Mr. Hosi explained that open market operations were the central bank’s most effective tool against inflation during this period. By selling financial instruments, the Bank removed excess money from the economy. This significantly slowed down the growth of reserve money and helped to reduce inflationary pressure. He asserted that the GHS 16.7 billion cost for these operations was an investment that paid off, not a loss.
He also defended the GHS 29.1 billion foreign exchange revaluation charge. This was an accounting effect, not a loss of actual cash. The cedi grew stronger by 40.7% in 2025, which reduced the cedi value of the Bank’s foreign assets. Mr. Hosi clarified that no reserves were lost and no money left the central bank. It was simply a paper loss on the books due to the cedi's appreciation. For example, if USD 100 was worth GHS 1,470 in 2024, it became GHS 1,045 in 2025 because the cedi got stronger. The USD 100 remained the same; the change was only in its cedi equivalent.

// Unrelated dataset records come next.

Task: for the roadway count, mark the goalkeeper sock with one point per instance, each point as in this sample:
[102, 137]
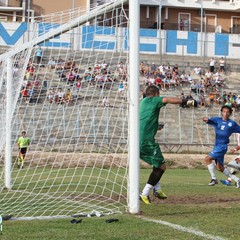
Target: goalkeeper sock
[157, 186]
[231, 176]
[234, 178]
[147, 189]
[211, 169]
[226, 172]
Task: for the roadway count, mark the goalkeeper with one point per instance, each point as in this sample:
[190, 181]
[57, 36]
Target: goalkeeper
[232, 168]
[149, 150]
[23, 143]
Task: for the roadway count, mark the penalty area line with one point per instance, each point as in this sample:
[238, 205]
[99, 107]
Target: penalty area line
[183, 229]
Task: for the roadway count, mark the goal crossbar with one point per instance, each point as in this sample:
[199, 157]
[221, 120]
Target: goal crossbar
[64, 28]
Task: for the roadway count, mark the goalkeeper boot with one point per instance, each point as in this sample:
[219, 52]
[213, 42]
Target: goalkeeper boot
[145, 199]
[225, 182]
[213, 182]
[159, 194]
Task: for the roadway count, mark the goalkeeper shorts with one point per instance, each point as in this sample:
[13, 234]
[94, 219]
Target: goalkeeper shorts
[218, 154]
[150, 153]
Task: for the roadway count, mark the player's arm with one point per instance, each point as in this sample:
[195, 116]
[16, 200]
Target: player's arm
[173, 100]
[235, 149]
[209, 121]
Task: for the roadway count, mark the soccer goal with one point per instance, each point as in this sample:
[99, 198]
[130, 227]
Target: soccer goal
[68, 89]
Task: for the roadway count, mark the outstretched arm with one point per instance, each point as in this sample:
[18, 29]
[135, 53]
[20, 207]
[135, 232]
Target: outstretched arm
[183, 102]
[172, 100]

Furthermore, Mr. Hosi supported the GHS 9.1 billion Domestic Gold Purchase Programme. This programme increased Ghana's gold reserves from USD 9.1 billion to USD 13.8 billion. Ghana now has enough reserves to cover 5.7 months of imports. The programme expanded to 111 metric tonnes of gold in 2025. This was a smart investment for national resilience and contributed to the cedi’s strength.
The broader economic benefits are significant. These include inflation dropping to a single digit and the cedi gaining about 40% in value. Households and businesses saved over GHS 60 billion in import costs. The government saved more than GHS 12 billion on foreign exchange-linked expenses. Public debt decreased from 61.8% to 45.3% of the total economic output. The country now has record high reserves, lower interest rates for borrowing, and renewed trust in its currency. Mr. Hosi concluded that the Bank of Ghana’s 2025 loss was not a sign of poor management. Instead, it proved that the central bank effectively used its financial power to bring back stability during a critical time.